I am about to sound like such an asshole, but I am so done. I am so done with a big percentage of my gender.
First of all, I am sick and I am pissed because I am sick. I have been sick almost non stop for the past two months. It’s not even being sick, it’s having a goddamn mild cold that leaves you nowhere. You don’t have a high fever, you’re not throwing up, your stomach or anything internal is not hurting,you’re just coughing, sneezing, having sore throats, feeling weak and hopeless because you’re not right or left. You’re somewhere in the middle and you keep going back and forth.
On top of that, I really don’t need what I have been given. I feel like I have to put a disclaimer everytime III specifically write a blogpost. I am not trying to make a nice, educational blogpost, I am just annoyed as hell.

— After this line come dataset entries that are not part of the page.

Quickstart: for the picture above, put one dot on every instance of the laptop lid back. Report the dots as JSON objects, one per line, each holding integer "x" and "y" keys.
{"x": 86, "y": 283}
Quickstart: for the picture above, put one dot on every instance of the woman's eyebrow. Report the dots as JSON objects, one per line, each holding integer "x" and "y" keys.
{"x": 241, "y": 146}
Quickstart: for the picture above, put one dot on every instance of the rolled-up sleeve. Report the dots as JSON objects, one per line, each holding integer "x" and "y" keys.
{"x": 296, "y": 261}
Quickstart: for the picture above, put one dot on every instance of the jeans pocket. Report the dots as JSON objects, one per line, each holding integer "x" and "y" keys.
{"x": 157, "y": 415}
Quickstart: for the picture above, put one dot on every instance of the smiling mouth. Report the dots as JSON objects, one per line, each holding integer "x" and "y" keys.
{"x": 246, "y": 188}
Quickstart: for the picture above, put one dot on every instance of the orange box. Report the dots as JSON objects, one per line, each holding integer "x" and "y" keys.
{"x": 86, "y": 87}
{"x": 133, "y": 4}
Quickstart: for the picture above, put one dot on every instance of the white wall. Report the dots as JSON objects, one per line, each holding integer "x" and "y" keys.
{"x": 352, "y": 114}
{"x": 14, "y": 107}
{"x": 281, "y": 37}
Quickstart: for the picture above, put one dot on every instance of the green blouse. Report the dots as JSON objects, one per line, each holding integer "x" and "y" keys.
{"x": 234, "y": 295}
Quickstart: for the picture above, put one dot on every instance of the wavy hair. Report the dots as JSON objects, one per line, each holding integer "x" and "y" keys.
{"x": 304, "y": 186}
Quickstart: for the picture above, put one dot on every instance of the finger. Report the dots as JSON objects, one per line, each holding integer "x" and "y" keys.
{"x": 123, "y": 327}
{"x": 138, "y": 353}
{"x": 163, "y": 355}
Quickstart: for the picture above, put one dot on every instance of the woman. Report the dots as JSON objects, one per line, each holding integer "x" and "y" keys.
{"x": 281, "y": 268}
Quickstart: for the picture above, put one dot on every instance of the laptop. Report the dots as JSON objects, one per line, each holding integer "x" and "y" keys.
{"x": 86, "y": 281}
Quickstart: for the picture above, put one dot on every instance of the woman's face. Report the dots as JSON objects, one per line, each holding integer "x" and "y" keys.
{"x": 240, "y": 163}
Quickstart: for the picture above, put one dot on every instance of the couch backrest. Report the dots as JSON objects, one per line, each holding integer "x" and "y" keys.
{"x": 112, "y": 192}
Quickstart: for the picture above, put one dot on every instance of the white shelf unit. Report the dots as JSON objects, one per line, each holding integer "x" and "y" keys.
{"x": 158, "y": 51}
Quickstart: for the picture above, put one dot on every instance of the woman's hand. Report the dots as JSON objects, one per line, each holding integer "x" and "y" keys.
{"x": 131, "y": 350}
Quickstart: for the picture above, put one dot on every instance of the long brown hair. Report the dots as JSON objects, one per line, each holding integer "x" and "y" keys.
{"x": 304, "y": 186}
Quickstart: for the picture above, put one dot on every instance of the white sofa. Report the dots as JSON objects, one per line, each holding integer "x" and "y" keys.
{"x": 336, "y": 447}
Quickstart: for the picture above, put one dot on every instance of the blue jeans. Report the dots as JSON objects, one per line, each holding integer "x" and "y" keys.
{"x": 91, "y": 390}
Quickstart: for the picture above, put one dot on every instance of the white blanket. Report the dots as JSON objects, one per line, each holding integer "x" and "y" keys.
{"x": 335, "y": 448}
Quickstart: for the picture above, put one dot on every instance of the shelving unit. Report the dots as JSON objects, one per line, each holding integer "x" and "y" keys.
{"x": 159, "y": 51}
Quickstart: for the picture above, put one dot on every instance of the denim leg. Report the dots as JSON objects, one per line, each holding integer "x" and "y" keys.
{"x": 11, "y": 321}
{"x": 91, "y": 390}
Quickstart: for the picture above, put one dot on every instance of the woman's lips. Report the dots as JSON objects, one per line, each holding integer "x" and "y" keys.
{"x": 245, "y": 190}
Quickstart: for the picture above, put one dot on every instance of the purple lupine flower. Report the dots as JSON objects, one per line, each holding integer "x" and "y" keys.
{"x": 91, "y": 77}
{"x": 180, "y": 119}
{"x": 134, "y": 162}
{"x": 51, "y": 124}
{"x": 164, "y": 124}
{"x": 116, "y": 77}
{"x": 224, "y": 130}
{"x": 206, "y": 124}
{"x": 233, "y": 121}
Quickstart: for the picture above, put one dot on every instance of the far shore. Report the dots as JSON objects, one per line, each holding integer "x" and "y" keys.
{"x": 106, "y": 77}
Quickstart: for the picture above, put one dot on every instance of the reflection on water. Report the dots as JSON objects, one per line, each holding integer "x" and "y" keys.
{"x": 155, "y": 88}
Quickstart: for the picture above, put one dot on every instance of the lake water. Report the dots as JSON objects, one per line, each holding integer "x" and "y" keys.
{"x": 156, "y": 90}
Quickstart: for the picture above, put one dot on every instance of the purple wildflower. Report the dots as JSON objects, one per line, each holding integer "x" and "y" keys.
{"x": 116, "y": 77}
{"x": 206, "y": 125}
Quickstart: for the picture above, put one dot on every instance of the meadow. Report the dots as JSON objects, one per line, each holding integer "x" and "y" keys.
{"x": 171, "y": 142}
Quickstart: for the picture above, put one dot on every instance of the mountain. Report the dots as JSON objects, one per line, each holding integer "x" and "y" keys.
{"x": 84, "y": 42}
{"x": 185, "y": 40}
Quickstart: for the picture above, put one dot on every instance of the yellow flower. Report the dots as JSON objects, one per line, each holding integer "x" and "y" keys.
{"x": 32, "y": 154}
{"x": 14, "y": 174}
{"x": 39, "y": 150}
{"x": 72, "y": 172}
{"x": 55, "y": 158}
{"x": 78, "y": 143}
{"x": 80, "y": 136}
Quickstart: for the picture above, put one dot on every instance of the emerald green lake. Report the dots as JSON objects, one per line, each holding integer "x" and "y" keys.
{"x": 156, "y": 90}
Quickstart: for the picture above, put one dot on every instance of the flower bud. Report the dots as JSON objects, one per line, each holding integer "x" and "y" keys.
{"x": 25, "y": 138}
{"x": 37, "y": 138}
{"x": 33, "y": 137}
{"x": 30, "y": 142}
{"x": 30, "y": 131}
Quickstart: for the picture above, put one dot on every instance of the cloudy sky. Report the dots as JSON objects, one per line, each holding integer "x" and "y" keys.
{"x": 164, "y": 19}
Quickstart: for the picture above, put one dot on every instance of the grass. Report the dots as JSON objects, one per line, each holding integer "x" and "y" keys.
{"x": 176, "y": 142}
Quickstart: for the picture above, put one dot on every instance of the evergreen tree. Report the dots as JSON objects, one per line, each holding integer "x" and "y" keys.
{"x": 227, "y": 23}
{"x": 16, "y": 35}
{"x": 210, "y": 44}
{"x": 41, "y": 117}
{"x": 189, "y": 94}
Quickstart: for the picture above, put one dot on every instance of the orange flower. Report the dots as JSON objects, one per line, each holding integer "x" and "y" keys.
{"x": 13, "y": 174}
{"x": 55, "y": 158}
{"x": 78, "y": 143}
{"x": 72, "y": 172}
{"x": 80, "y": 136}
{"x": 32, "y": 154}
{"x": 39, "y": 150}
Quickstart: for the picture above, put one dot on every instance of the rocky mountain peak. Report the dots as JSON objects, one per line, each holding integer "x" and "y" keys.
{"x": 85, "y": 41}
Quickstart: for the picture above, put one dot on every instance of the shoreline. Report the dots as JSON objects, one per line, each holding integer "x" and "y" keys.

I have nothing against people being happy and feeling confident with what they’re doing with their life, how they’re doing it, on their looks, behaviour, whatever it may be. You do you, that’s great. But people, there is such a thing as being too confident. There is such a thing as thinking way too highly of yourself. And there is such a thing called being an asshole when you think you are just littering your confidence out into the world. I don’t stand this and I don’t respect it.
There’s a fine line between being self-centered and pretentious and confident.
I have this problem with so many people in real life and it is disturbingly frequent online and with female artists of any kind. I am that person that will dwell on the fact that some idiot said something I exclusively hate and bitch about how and why I disagree with it. Unfortunately for me, it happens way more often than I would prefer it. But also fortunately, I can’t and wouldn’t want to keep track of it all, I’d go insane.
When it happens I can explain exactly what I mean.
When someone feels the need to compare themselves to other’s in order to make a point that they are better in a certain aspect, or even directly need to state that the other individual’s trate is bad, is not CONFIDENCE.
Nor are you confident for being able to say that publicly without fear- because you allegedly have no fear,it’s who you are-, nor are you confident because You beautified Yourself by making someone seem less beautiful than you.
Posting a picture on a social media, posting a picture of your-oh let’s say, gym/workout progress, that seems to be a thing. Posting a picture of you trying to pull off a Kim Kardashian reer while you bend over a work out bar with full make up on, making a kissy face, i’m sorry, but that ALSO bugs the buggers out of me.
I strongly respect and appreciate people who- like Selena Gomez that do not have to ehance the fact that they are confident and that they love their body and that they love life and that life is glorious and… *breathes*. She just does it. She dresses like she doesn’t mind her curves, she put’s her hair up like she doesn’t mind her seemingly bigger ears, she doesn’t even draw attention to it even when people make comments.
It sounds so wrong and so selfish, because I do agree people should love their body, should embrace it, should embrace their flaws, should be happy, but just like I don’t like people ranting on motivational and inspirational quotes about life and how it’s glorious and how it’s an adventure, I don’t like people overcompensating their looks so they come as confident.
It is overcompensating if you need to grind on the fact that you ‘have an amazing smile even if i have uneven teeth. Suck it haters. #HatersGonnaHate #Spread Love’. Really?
I believe that someone who is truly confident in the most amazing of ways, someone who believes in what they say and what they do and how they do it, they don’t need to justify it or show it off or even mention it. They do it. I respect that. I really do. You didn’t say a thing, but something to learn from is said when you do speak. That’s amazing to me.
It’s perfectly okay to think you’re different, that you stand out, that you have traits you find special and nice. Be different, stand out, embrace those traits you think are special, keep them. Just do it. It shines through.
Confidence comes in so many packages. Confidence when it comes to apperance, physical appeareace, in acts of character, parenthood, certain decision in certain things LIKE parenthood. Almost all of those are different things.
I do understand that celebrities need to sometimes be motivational and inspirational to their fans, but I guess It’s just me that I try to avoid those types of ”speeches”. I find motivation and inspiration in every day acts. Just do what you do, don’t grind on the fact you actually do it and why you do it.
I’ve gotten many comments that my way of appoaching these types of topics are very odd, but it’s how it is. Very complicated, yet very simple. Everything has a line that can be crossed, everything has a limit. Even confidence.